Der Gesprächsdraht zwischen Barack Obama und Angela Merkel war in den vergangenen Monaten ziemlich eingerostet. Das letzte bekannte Telefonat im Oktober verlief in eher ungemütlicher Atmosphäre, als die Bundeskanzlerin den US-Präsidenten wegen der Überwachung ihres Mobiltelefons durch den Geheimdienst NSA zur Rede stellte. Nun griff Obama zum Hörer und lud Merkel nach Washington ein. Die NSA-Affäre war bei dem Telefongespräch am Mittwoch offiziell zwar kein Thema. Doch der vereinbarte Besuch der Kanzlerin in der US-Hauptstadt ist ein deutliches Zeichen dafür, dass sich die transatlantischen Partner zusammenraufen wollen.
"Das ist der beste Weg, um zu versuchen, die Unstimmigkeiten aus dem Weg zu räumen", sagt Steve Szabo, Direktor des Washingtoner Instituts Transatlantic Academy. Der Wille beider Regierungen zur Versöhnung stehe in "scharfem Kontrast" zu der Eiszeit im transatlantischen Verhältnis vor zehn Jahren, als der damalige Bundeskanzler Gerhard Schröder mit Obamas Vorgänger George W. Bush wegen des Irakkriegs über Kreuz lag.

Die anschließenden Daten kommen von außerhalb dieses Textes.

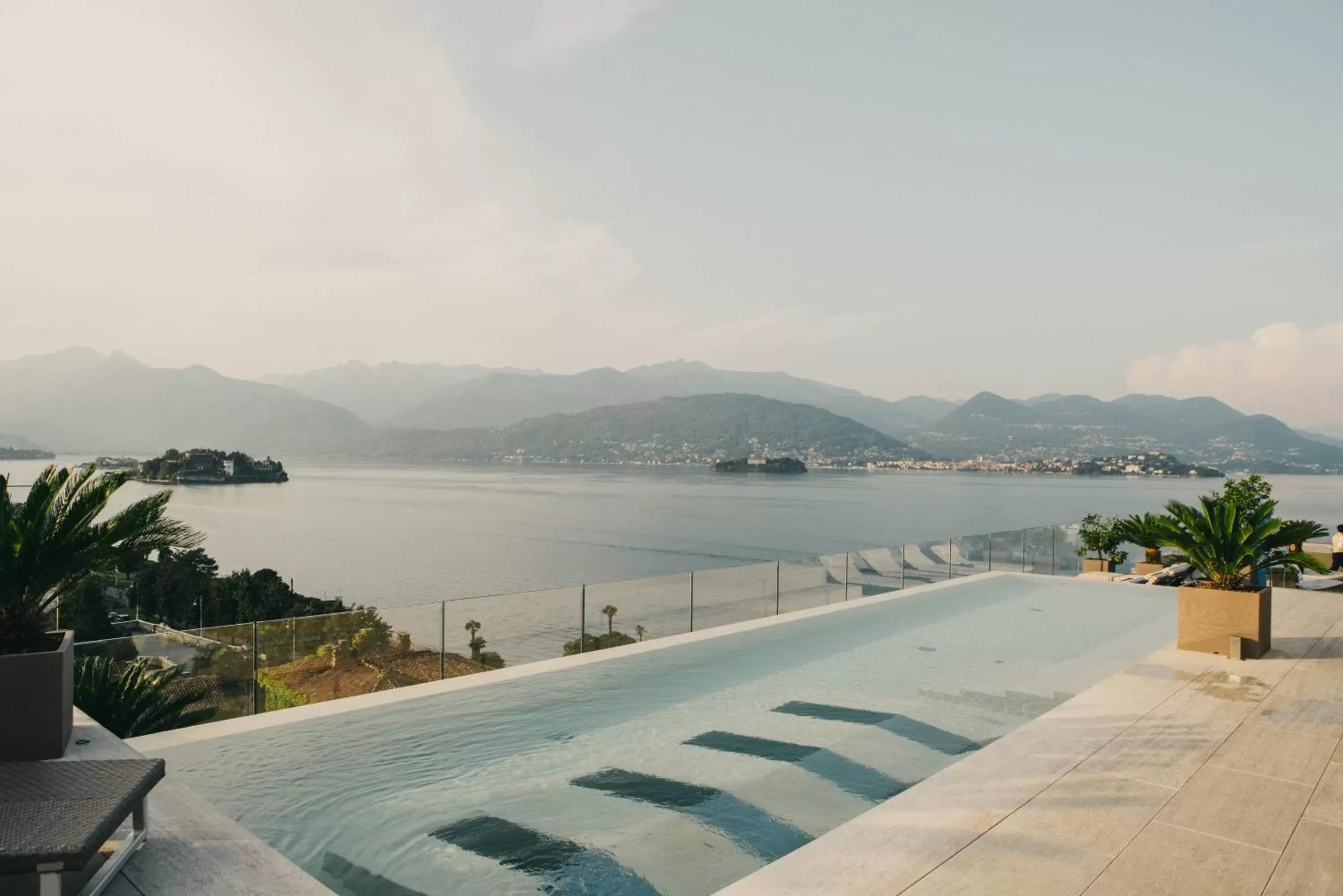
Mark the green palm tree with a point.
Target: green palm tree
(1147, 531)
(476, 644)
(1228, 545)
(61, 534)
(132, 699)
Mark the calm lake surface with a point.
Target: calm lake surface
(385, 534)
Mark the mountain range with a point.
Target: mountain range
(80, 401)
(1198, 430)
(378, 393)
(501, 398)
(676, 430)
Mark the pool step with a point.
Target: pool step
(563, 867)
(748, 827)
(362, 882)
(931, 737)
(1014, 703)
(847, 774)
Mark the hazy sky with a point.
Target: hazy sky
(902, 198)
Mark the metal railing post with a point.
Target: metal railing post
(778, 565)
(256, 671)
(692, 600)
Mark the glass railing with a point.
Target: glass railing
(250, 668)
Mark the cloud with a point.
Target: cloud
(565, 29)
(1284, 370)
(273, 186)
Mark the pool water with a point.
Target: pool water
(676, 770)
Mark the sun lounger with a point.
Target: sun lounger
(56, 816)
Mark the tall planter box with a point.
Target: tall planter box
(1209, 619)
(37, 703)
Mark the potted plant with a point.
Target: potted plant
(50, 543)
(1098, 535)
(1233, 547)
(1147, 531)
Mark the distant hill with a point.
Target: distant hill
(1198, 430)
(500, 399)
(685, 429)
(1322, 438)
(378, 393)
(80, 401)
(926, 410)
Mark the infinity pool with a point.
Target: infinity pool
(673, 770)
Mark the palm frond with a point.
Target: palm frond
(132, 699)
(1229, 545)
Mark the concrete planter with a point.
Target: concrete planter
(1209, 619)
(37, 703)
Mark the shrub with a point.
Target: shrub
(1100, 535)
(370, 639)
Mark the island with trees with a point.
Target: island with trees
(210, 467)
(786, 465)
(25, 455)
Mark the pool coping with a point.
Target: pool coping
(170, 739)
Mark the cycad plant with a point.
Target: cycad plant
(1229, 545)
(132, 699)
(61, 534)
(1147, 531)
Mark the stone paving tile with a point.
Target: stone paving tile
(1303, 715)
(1313, 864)
(1313, 684)
(1102, 813)
(1165, 754)
(1012, 864)
(1184, 863)
(1236, 805)
(1275, 753)
(1327, 802)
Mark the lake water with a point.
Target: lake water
(385, 534)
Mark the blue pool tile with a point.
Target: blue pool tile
(563, 867)
(748, 827)
(847, 774)
(931, 737)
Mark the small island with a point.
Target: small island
(209, 467)
(25, 455)
(787, 465)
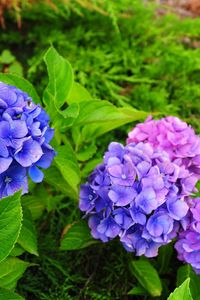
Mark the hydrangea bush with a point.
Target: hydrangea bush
(137, 194)
(174, 136)
(142, 192)
(24, 140)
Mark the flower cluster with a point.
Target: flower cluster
(188, 244)
(24, 140)
(175, 137)
(137, 194)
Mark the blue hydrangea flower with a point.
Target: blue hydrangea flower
(138, 195)
(24, 140)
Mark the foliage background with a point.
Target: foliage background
(124, 52)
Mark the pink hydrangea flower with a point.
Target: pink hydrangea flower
(174, 136)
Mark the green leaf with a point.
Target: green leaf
(11, 269)
(78, 94)
(17, 250)
(27, 238)
(54, 177)
(185, 272)
(77, 236)
(9, 295)
(10, 223)
(34, 204)
(60, 78)
(87, 153)
(68, 166)
(138, 290)
(6, 57)
(22, 84)
(147, 276)
(182, 292)
(99, 117)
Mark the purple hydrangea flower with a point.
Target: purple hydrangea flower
(174, 136)
(137, 194)
(24, 140)
(188, 243)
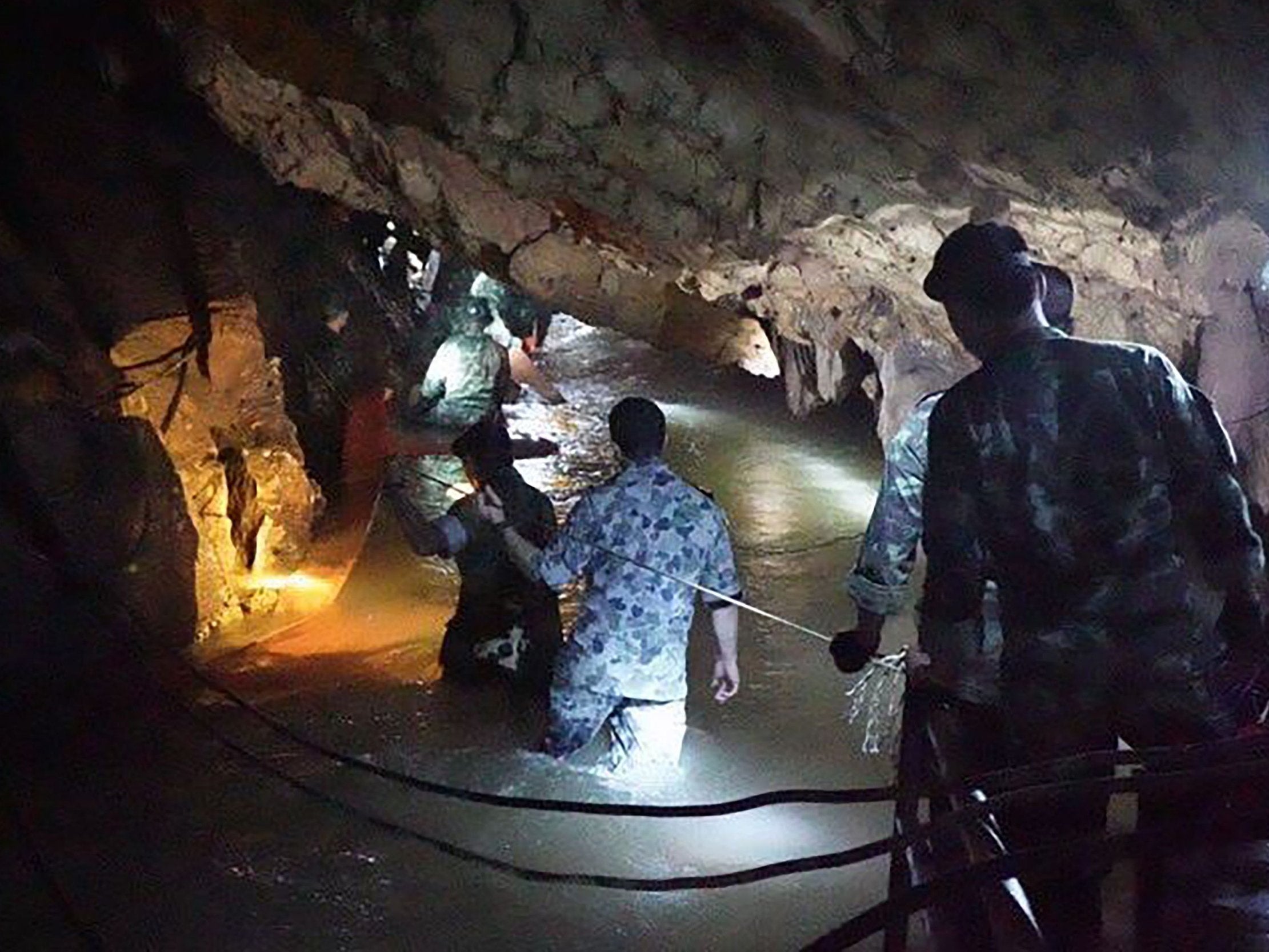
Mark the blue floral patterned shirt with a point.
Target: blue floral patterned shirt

Die dürren Erklärungen des Weißen Hauses und der Bundesregierung verraten wenig, der Wortlaut lässt aber auf eine Entspannung zwischen Merkel und Obama schließen: Der Präsident habe der CDU-Politikerin zur Bildung ihrer neuen Regierung gratuliert und ihr eine schnelle Genesung nach ihrem Skiunfall während des Weihnachtsurlaubs gewünscht, hieß es. Merkel, die wegen der beim Langlauf in der Schweiz zugezogenen Beckenverletzung derzeit nur eingeschränkt transportfähig ist, nahm die Einladung für einen Washington-Besuch "in den kommenden Monaten" an.
Bei dem Telefongespräch erörterten die beiden Politiker den Angaben zufolge "die zentralen transatlantischen Aufgaben für 2014", darunter die Verhandlungen über ein Freihandelsabkommen zwischen den USA und der Europäischen Union sowie der NATO-Gipfel im September. Ob auch die NSA-Affäre zur Sprache gekommen sei, wollte Obamas Sprecher Jay Carney beim täglichen Pressebriefing nicht verraten. Auf die Frage eines Journalisten, ob der Präsident die Kanzlerin denn auf dem Handy angerufen habe, antwortete Carney unter Gelächter, dass Obama ausländische Spitzenpolitiker selbstverständlich auf dem Festnetz erreiche.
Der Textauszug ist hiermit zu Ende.